The Salahis were introduced right after Louisiana Gov. Bobby Jindal and right before CBS News anchor Katie Couric.

In other photos, they appear alone or together with White House chief of staff Emanuel, Washington DC Mayor Adrian Fenty, Couric, Rep. Ed Royce (R-Calif.) and three Marines in their dress blues.

SEE WHO WAS INVITED TO OBAMA’S FIRST WHITE HOUSE STATE DINNER

The White House has asked the Secret Service for a full review, an official told The Post last night.

President Obama was never in any danger because the party crashers went through the same security screening for weapons as the 300-plus people actually invited to the dinner, Secret Service spokesman Ed Donovan insisted.

The agency said it learned about the incredible security breach after a flood of inquiries following the Salahis’ online boasts, first reported by the Washington Post.

“We’ve tasked our Office of Professional Responsibility with conducting a complete review of the incident that occurred . . . at the state dinner,” Donovan said.

But in an initial finding, Donovan said, the agency found that a Secret Service “checkpoint . . . did not follow proper procedures to ensure that those two individuals . . . were on the invited guest list.”

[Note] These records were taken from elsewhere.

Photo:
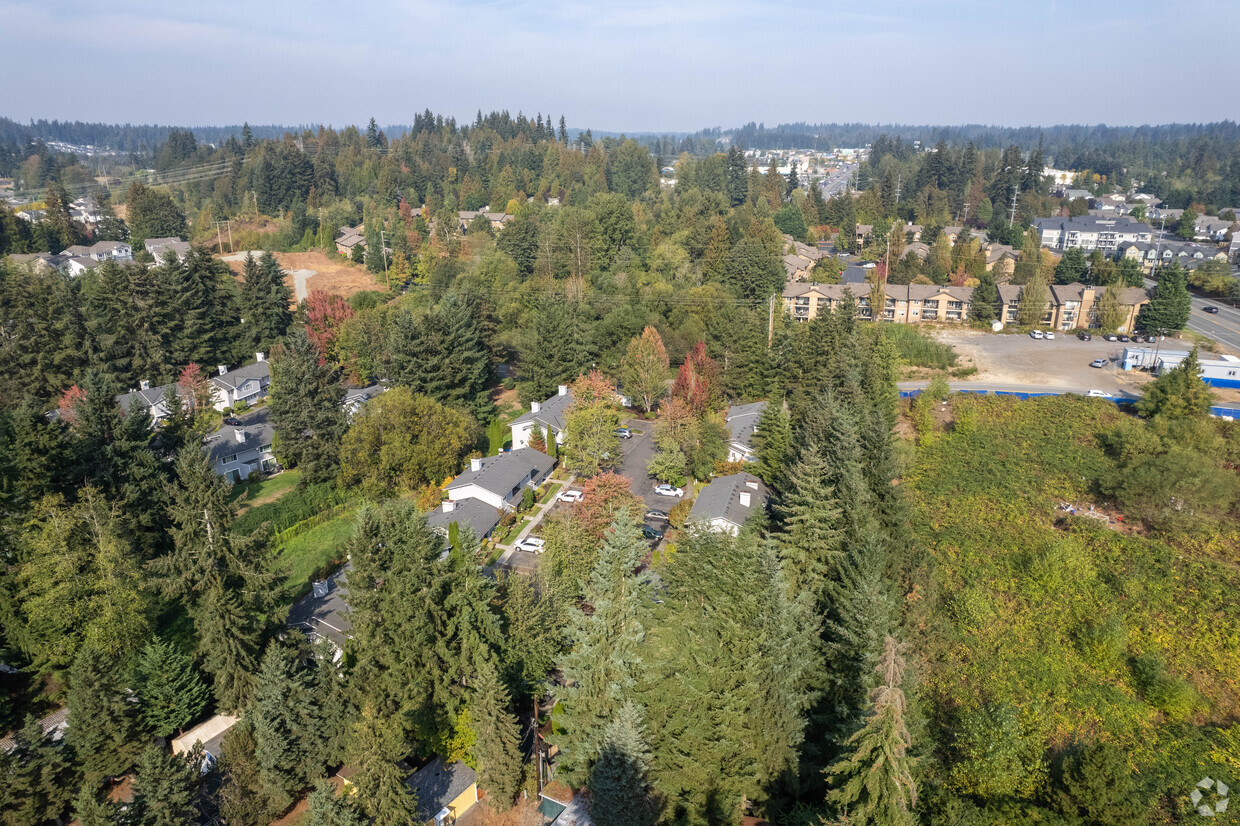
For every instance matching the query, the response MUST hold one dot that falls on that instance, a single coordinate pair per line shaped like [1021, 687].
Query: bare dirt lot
[316, 270]
[1016, 359]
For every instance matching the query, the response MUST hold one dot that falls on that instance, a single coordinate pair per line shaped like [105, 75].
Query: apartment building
[1091, 232]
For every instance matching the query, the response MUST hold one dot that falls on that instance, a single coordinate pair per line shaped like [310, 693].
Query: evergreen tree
[106, 733]
[37, 778]
[1071, 267]
[285, 716]
[983, 308]
[306, 408]
[1169, 305]
[169, 690]
[380, 785]
[496, 748]
[620, 793]
[873, 783]
[327, 809]
[600, 670]
[166, 786]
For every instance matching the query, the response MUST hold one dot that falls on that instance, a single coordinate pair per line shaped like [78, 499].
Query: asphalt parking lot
[1016, 359]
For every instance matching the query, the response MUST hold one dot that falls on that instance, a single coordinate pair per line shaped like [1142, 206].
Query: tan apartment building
[904, 303]
[1073, 306]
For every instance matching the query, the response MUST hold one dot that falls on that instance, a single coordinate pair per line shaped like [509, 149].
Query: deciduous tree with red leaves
[697, 383]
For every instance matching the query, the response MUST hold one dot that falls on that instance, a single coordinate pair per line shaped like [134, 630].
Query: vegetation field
[1042, 631]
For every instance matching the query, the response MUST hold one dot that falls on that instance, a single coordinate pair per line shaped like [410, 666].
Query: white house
[727, 504]
[743, 423]
[247, 383]
[549, 416]
[236, 452]
[499, 480]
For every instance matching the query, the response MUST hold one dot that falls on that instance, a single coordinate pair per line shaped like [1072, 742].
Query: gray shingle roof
[474, 514]
[325, 617]
[551, 413]
[721, 499]
[256, 432]
[501, 474]
[438, 785]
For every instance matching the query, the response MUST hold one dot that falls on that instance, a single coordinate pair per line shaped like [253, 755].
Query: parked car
[531, 543]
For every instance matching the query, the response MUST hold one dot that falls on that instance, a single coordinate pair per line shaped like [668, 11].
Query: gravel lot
[1013, 359]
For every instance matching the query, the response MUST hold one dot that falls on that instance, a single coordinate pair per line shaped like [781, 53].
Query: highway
[1223, 326]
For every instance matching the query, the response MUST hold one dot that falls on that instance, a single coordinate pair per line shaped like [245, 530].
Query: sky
[621, 65]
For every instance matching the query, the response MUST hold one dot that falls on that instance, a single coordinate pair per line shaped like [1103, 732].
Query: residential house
[161, 247]
[473, 514]
[211, 734]
[551, 416]
[349, 238]
[79, 266]
[499, 480]
[153, 398]
[323, 614]
[237, 450]
[903, 303]
[444, 791]
[743, 423]
[727, 504]
[248, 383]
[1090, 232]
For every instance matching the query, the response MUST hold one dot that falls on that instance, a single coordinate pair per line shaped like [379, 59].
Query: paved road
[1223, 328]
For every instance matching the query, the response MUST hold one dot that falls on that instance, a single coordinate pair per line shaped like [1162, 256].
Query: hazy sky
[621, 65]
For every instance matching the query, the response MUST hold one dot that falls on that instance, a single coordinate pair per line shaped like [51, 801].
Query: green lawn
[304, 553]
[268, 490]
[513, 531]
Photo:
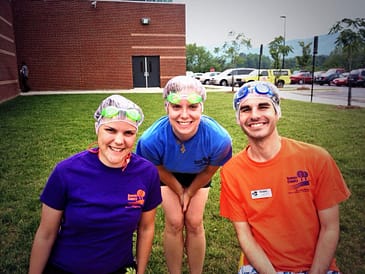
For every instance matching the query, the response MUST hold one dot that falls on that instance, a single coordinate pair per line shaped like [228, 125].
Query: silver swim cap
[118, 108]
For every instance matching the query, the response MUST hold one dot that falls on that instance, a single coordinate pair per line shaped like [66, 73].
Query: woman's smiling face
[116, 141]
[184, 118]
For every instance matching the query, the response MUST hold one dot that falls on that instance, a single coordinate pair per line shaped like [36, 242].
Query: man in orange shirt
[281, 195]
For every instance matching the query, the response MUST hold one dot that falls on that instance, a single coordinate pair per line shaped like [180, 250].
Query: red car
[340, 81]
[301, 78]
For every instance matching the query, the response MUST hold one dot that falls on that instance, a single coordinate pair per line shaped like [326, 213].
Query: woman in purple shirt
[95, 200]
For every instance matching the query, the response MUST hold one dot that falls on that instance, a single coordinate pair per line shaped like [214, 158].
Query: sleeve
[222, 143]
[224, 151]
[230, 203]
[331, 187]
[146, 147]
[54, 193]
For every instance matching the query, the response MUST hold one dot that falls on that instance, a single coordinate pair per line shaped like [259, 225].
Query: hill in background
[326, 44]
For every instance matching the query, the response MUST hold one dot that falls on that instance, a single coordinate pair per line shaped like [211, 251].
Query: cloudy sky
[208, 22]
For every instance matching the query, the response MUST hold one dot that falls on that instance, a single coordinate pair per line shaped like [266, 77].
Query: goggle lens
[111, 112]
[260, 89]
[175, 98]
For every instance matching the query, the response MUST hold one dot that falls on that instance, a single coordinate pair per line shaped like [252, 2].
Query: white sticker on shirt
[261, 193]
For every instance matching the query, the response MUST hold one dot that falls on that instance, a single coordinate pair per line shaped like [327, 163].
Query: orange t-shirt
[280, 199]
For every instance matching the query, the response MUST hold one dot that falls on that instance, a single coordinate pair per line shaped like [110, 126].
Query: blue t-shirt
[211, 145]
[101, 209]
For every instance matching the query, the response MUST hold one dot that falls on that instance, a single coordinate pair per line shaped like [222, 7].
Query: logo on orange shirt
[299, 183]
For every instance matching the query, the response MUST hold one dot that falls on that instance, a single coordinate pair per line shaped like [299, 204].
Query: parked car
[279, 77]
[342, 80]
[301, 78]
[230, 77]
[357, 77]
[328, 76]
[197, 75]
[207, 76]
[190, 73]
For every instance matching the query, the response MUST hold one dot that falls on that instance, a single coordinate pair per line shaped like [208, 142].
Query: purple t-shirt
[101, 209]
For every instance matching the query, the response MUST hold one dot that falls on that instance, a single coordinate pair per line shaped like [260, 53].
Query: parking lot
[321, 94]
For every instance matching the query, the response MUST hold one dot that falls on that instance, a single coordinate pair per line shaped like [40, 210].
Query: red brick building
[9, 87]
[86, 45]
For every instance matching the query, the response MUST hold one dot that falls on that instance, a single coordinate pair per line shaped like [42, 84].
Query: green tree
[278, 50]
[274, 49]
[232, 50]
[198, 59]
[351, 39]
[304, 61]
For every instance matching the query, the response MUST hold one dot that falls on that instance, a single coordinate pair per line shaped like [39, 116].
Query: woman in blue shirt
[187, 148]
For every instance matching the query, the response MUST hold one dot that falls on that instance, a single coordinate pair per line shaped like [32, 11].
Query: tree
[351, 37]
[232, 50]
[274, 49]
[351, 40]
[304, 60]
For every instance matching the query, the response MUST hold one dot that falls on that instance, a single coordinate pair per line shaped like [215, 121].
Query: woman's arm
[199, 181]
[44, 238]
[169, 179]
[145, 234]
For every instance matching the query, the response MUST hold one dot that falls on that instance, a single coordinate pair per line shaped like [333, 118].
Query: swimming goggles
[260, 89]
[175, 98]
[131, 113]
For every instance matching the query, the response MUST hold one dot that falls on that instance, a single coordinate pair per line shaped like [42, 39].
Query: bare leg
[195, 234]
[173, 232]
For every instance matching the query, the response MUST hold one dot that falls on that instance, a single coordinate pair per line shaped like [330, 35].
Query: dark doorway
[146, 71]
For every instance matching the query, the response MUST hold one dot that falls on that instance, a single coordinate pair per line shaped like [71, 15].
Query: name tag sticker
[261, 193]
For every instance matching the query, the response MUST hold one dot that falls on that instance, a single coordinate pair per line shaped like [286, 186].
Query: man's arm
[327, 240]
[252, 250]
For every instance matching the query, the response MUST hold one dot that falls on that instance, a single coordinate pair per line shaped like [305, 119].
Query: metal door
[146, 71]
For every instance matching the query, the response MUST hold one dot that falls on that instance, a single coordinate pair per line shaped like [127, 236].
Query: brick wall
[70, 45]
[9, 86]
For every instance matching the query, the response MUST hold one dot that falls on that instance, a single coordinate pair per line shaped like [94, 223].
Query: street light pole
[283, 17]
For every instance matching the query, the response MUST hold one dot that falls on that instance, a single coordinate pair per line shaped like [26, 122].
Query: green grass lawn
[38, 131]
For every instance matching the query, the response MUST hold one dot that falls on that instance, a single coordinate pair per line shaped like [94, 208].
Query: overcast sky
[208, 22]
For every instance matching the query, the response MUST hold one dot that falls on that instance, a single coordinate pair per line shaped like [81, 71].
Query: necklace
[182, 146]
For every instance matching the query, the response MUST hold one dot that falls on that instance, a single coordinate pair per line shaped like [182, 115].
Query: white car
[230, 77]
[206, 77]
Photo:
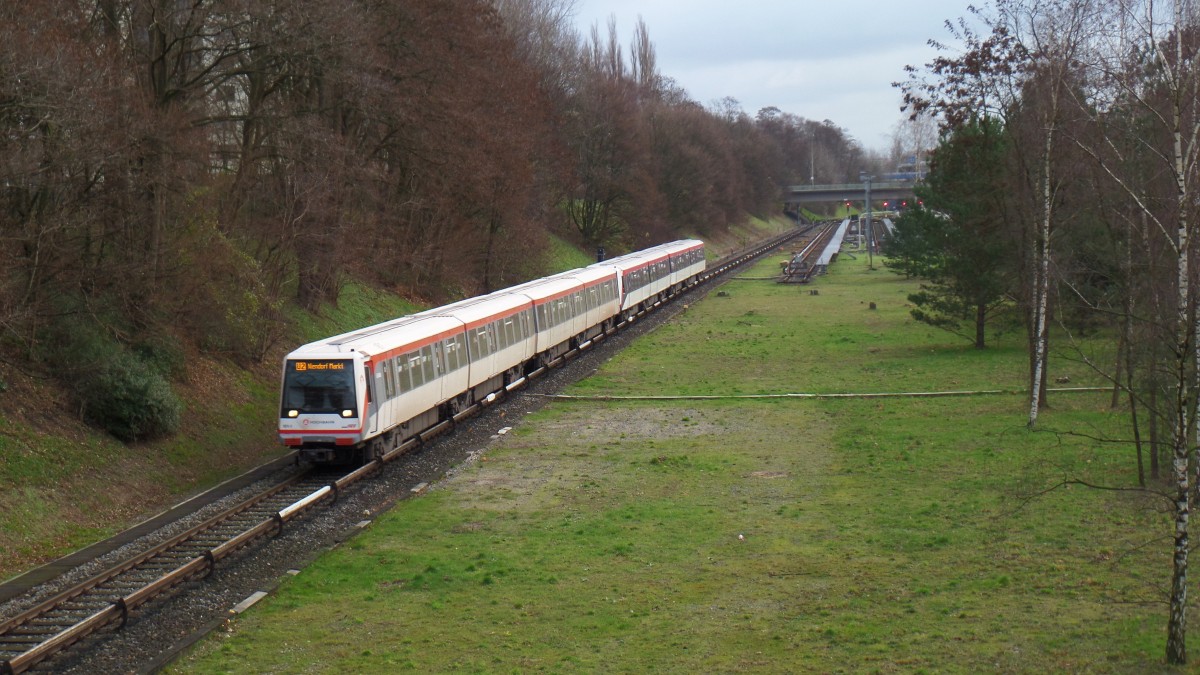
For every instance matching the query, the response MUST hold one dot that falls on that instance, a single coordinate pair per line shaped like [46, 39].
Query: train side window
[415, 370]
[389, 384]
[401, 374]
[427, 364]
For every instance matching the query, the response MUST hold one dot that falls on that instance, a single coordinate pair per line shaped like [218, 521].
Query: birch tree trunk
[1042, 290]
[1185, 425]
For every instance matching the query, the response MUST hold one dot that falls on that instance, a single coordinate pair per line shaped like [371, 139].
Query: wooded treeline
[1084, 115]
[181, 171]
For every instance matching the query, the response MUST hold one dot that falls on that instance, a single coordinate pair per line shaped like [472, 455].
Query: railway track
[108, 598]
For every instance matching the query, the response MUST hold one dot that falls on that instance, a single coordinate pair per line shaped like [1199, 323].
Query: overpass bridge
[881, 191]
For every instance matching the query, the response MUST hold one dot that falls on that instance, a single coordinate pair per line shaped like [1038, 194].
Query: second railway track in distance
[101, 604]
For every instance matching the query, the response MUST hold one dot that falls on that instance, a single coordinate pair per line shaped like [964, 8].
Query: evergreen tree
[958, 242]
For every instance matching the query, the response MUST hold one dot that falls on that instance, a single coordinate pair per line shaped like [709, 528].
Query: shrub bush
[130, 399]
[115, 389]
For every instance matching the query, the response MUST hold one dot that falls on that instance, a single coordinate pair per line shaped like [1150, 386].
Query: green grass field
[756, 535]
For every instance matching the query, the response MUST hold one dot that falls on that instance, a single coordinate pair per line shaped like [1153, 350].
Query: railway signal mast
[870, 258]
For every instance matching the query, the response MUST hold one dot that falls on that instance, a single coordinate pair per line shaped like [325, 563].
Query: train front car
[324, 395]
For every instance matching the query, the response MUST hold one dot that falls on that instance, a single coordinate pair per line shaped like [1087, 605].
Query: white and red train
[358, 395]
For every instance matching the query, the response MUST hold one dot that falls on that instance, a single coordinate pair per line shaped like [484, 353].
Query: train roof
[401, 334]
[481, 309]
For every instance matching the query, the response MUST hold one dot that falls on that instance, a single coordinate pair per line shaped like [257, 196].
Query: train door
[372, 392]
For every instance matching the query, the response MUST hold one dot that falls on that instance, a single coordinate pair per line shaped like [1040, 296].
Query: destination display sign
[305, 366]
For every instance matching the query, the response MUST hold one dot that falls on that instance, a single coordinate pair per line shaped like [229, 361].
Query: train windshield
[319, 387]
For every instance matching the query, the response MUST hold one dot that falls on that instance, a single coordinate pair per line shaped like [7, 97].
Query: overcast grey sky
[819, 59]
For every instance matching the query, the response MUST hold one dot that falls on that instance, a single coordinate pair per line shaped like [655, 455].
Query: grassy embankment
[743, 535]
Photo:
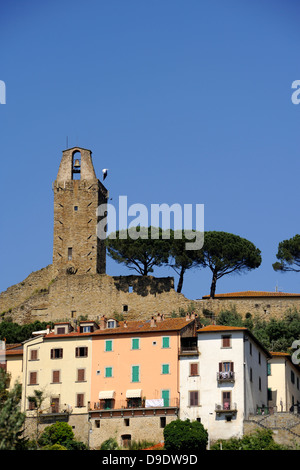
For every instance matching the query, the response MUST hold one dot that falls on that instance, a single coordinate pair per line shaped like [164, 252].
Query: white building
[224, 381]
[283, 382]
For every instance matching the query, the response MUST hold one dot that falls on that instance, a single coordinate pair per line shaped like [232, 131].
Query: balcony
[138, 407]
[225, 408]
[228, 376]
[188, 351]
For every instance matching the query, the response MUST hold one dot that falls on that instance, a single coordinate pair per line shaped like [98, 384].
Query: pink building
[135, 363]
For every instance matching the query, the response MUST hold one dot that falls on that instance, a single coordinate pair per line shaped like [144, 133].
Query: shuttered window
[135, 344]
[135, 373]
[194, 369]
[33, 354]
[33, 378]
[194, 398]
[55, 376]
[80, 375]
[81, 352]
[56, 353]
[80, 400]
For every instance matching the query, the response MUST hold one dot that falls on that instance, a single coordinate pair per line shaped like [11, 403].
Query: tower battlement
[77, 195]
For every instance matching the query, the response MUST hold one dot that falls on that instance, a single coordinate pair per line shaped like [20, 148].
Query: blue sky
[185, 102]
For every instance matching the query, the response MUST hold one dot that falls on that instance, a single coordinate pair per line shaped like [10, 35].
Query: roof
[249, 293]
[223, 328]
[134, 326]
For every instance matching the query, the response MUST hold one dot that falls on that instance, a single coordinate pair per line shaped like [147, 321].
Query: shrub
[185, 436]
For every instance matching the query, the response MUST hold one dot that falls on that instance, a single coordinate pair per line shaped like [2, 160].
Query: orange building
[135, 363]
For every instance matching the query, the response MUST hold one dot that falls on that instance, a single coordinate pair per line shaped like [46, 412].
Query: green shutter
[135, 373]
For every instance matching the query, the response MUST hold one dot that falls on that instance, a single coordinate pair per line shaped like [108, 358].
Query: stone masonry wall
[42, 297]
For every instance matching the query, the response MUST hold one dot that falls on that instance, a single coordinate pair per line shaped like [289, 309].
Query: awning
[134, 393]
[103, 395]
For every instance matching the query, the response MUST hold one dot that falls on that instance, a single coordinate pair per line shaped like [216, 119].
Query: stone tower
[77, 195]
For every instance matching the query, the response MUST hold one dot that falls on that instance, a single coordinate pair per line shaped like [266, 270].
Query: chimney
[103, 322]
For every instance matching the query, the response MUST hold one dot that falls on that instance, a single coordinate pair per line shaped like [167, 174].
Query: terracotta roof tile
[249, 293]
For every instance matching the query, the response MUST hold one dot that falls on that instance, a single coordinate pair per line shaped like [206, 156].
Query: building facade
[225, 381]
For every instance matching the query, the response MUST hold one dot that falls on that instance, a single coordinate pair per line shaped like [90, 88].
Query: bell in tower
[77, 195]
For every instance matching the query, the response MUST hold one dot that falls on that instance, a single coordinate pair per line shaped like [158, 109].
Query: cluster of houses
[128, 379]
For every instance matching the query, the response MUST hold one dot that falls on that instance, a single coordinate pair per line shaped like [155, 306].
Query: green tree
[139, 248]
[11, 418]
[225, 253]
[181, 259]
[185, 436]
[288, 255]
[258, 440]
[57, 433]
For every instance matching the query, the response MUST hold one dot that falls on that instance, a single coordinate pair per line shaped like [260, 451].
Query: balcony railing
[188, 351]
[106, 405]
[225, 408]
[228, 376]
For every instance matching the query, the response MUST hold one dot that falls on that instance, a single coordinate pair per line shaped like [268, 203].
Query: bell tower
[77, 195]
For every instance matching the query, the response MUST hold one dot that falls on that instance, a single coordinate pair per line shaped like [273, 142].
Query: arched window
[76, 165]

Donovan insisted they didn’t just skate through.

“They were not on the guest list,” he said, but added: “They went through the magnetometer, they went through the other levels of security that all the guests did.”

Donovan declined to get specific about the hows and whys of the embarrassing slip-up.

He said he didn’t know if the party dupers ever met Obama and First Lady Michelle Obama.

And he refused to answer if the couple simply lied about their guest-list status, calling the query “something I’m not gonna talk about.”

He also wouldn’t say just how many Secret Service officers the pair managed to get past.

“I just don’t want to get into that,” he said.

“We don’t rely on just magnetometers or the level of screenings,” he added. “That’s why we have the agents with our protectees at all times.”

The Washington Post reported uninvited guests who got into the state dinner could face a potential trespassing charge unless someone from inside the White House staff sneaked them in.

Facebook photos suggest the Salahis walked into the dinner tent on the South Lawn, but it isn’t clear when they left.

Reporters were cleared from the entryway by the time dinner seating got under way. There is no security checkpoint to leave the grounds.

The Salahis are longtime fixtures in Northern Virginia’s society, and Tareq Salahi is captain of the US polo team.

Michaele, a striking model-thin blonde from Los Angeles who used to be a Redskins cheerleader, has been widely reported to be in contention as one of the “Real Housewives” in the forthcoming DC edition of the hit Bravo cable series.

In an interview with the “CBS Early Show” in September — part of a segment on potential candidates for the reality show that never aired — Michaele Salahi said “President Obama has made it very accessible for anyone to visit the White House, so that’s like a big thing right now.”

The breach kicked up the biggest furor at the White House since President Clinton allowed Democratic donors to spend the night in the Lincoln Bedroom for a contribution of $150,000.

But White House crashing is hardly new.

Drunken crowds busted up the White House furniture to celebrate Andrew Jackson’s inauguration in 1828, and since then, uninvited guests have been fairly steady intruders at the White House and its 13 acres of lawns and gardens.

On New Year’s Eve in 1983, a woman clad in a formal gown attempted to crash a Palm Springs, Calif., party that was attended by President Ronald Reagan and his wife, Nancy. The woman tried to claim she was the wife of Interior Secretary William Clark, but the host, millionaire publisher Walter Annenberg, realized there was something fishy about the “guest” — and escorted her out.

A tourist from Denver was able to wander freely around the White House on the day of Reagan’s second inaugural in January 1985. He entered the executive mansion with the Marine Corps band, but ushers became suspicious because he wasn’t in uniform or carrying an instrument. Reagan was attending a prayer service at the time.

In 1995, an armed intruder jumped a fence onto the South Lawn before being shot and wounded by a Secret Service agent.